I am finding it a bit hard to understand why the following results in a compile time calculation. I have read this, this, this and a lot more questions on stackoverflow that tell me the following code( at least to my understanding) should not be computed at compile time because of the while loop (The code is just an example to illustrate the question):
template< unsigned N >
constexpr unsigned isStringNice(const char (&arr)[N], unsigned pos = 0)
{
//we do not like the 'D' char :)
int currPos = 0;
while(currPos < N){
if(arr [currPos] == 'D'){
throw 1;
}
currPos ++;
}
return 1;
}
constexpr unsigned isIdxValid( unsigned idx, unsigned len){
return idx >= len? throw 1 : idx;
}
template< unsigned N >
constexpr char nth_char(const char (&arr)[N], unsigned pos){
return isStringNice(arr),isIdxValid(pos, N),arr[pos];
}
int main(){
constexpr char b = nth_char("ABC", 2);
return b;
}
this outputs with no flag the following assembly code (gcc 8.2 , thank you Godbolt) main:
push rbp
mov rbp, rsp
mov BYTE PTR [rbp-1], 67
mov eax, 67
pop rbp
ret
and with -O3
main:
mov eax, 67
ret
Notice as there is no jump in there, no branch on the while condition, nothing. I had the impression that for-loops and while loops were not possible to be evaluated at compile time. However, the compiler (gcc 8.2) evaluates the result at compile time.

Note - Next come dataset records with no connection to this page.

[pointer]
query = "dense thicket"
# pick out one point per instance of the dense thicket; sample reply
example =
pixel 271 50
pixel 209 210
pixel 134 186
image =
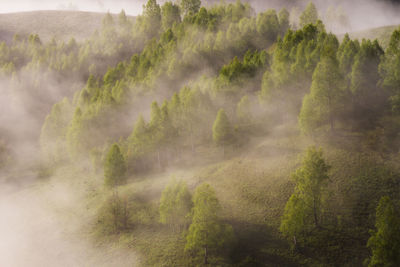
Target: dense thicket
pixel 181 82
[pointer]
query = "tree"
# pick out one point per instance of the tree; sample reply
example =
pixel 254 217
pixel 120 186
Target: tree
pixel 303 209
pixel 175 205
pixel 389 70
pixel 207 232
pixel 385 241
pixel 190 6
pixel 268 25
pixel 222 130
pixel 170 14
pixel 368 99
pixel 114 167
pixel 283 16
pixel 243 110
pixel 325 100
pixel 152 18
pixel 309 15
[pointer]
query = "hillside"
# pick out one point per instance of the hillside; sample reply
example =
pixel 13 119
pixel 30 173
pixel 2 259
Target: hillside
pixel 60 24
pixel 198 136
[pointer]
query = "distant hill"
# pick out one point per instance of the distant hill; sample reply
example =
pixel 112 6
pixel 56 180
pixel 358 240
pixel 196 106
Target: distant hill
pixel 383 34
pixel 61 24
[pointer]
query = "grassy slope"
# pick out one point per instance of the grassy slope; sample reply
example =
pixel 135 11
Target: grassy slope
pixel 61 24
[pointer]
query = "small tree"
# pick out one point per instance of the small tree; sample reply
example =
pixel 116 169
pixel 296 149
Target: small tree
pixel 175 205
pixel 385 241
pixel 303 210
pixel 207 231
pixel 222 130
pixel 309 15
pixel 190 6
pixel 114 167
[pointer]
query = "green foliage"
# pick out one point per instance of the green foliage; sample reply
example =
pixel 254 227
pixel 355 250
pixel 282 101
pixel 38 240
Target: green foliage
pixel 170 14
pixel 304 208
pixel 309 15
pixel 207 233
pixel 190 7
pixel 175 205
pixel 268 25
pixel 325 100
pixel 369 99
pixel 114 167
pixel 115 215
pixel 388 69
pixel 284 23
pixel 385 241
pixel 222 129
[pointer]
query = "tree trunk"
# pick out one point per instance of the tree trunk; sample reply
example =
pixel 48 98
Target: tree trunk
pixel 205 255
pixel 191 138
pixel 315 214
pixel 159 158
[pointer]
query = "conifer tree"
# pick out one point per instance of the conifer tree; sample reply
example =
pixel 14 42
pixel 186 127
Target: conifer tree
pixel 222 130
pixel 114 167
pixel 190 6
pixel 170 15
pixel 385 241
pixel 207 233
pixel 309 15
pixel 389 70
pixel 283 16
pixel 303 209
pixel 325 100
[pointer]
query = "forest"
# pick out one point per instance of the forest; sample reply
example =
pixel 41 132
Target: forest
pixel 212 135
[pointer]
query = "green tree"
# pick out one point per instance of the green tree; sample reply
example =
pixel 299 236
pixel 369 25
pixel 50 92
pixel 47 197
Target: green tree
pixel 243 110
pixel 283 16
pixel 385 241
pixel 207 233
pixel 268 25
pixel 190 6
pixel 389 70
pixel 170 14
pixel 303 209
pixel 325 100
pixel 368 99
pixel 114 167
pixel 309 15
pixel 175 205
pixel 151 18
pixel 222 130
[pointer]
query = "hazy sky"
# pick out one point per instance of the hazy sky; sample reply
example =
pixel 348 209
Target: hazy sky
pixel 132 7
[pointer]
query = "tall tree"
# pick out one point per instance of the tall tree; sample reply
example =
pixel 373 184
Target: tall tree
pixel 114 167
pixel 389 70
pixel 151 18
pixel 190 6
pixel 368 98
pixel 222 130
pixel 385 241
pixel 170 14
pixel 303 209
pixel 325 100
pixel 309 15
pixel 207 233
pixel 284 23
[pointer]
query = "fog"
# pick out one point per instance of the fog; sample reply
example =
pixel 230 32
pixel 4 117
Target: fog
pixel 361 14
pixel 42 223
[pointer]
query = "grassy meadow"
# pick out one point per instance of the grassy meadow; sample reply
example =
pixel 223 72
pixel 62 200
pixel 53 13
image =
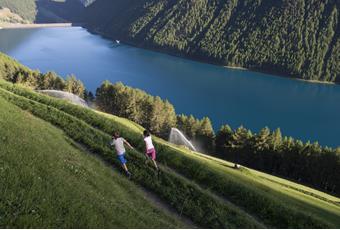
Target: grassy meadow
pixel 206 190
pixel 46 182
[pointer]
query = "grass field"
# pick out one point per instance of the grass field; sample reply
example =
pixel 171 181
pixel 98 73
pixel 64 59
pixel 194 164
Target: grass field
pixel 48 183
pixel 205 189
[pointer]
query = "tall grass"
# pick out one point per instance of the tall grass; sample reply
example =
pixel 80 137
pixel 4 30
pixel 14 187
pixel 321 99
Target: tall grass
pixel 187 198
pixel 45 182
pixel 249 195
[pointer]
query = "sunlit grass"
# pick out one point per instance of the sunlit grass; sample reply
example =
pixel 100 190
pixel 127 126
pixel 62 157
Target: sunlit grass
pixel 48 183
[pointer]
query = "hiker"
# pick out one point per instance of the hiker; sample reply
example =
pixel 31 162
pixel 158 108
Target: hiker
pixel 119 142
pixel 150 151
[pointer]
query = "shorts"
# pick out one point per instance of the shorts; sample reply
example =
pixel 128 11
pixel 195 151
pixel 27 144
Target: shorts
pixel 121 158
pixel 151 153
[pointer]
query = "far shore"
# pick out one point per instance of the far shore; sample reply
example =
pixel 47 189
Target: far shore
pixel 42 25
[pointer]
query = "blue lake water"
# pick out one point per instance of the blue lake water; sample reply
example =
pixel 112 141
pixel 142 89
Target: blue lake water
pixel 303 110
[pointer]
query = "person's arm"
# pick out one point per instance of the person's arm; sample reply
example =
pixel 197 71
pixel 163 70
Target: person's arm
pixel 128 144
pixel 112 143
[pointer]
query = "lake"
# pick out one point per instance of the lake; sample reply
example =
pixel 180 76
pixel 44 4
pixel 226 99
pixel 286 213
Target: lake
pixel 303 110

My only thought is this happens because of loop unrolling, so i tried using -fno-unroll-loops, but this results in the same assembly code.On the other hand from my experience, this flag is more like a compiler suggestion than a guarantee and gcc might still unroll the loop even though the flag is set.
Short version of my question: How come my while loop in a constexpr function is evaluated at compile time?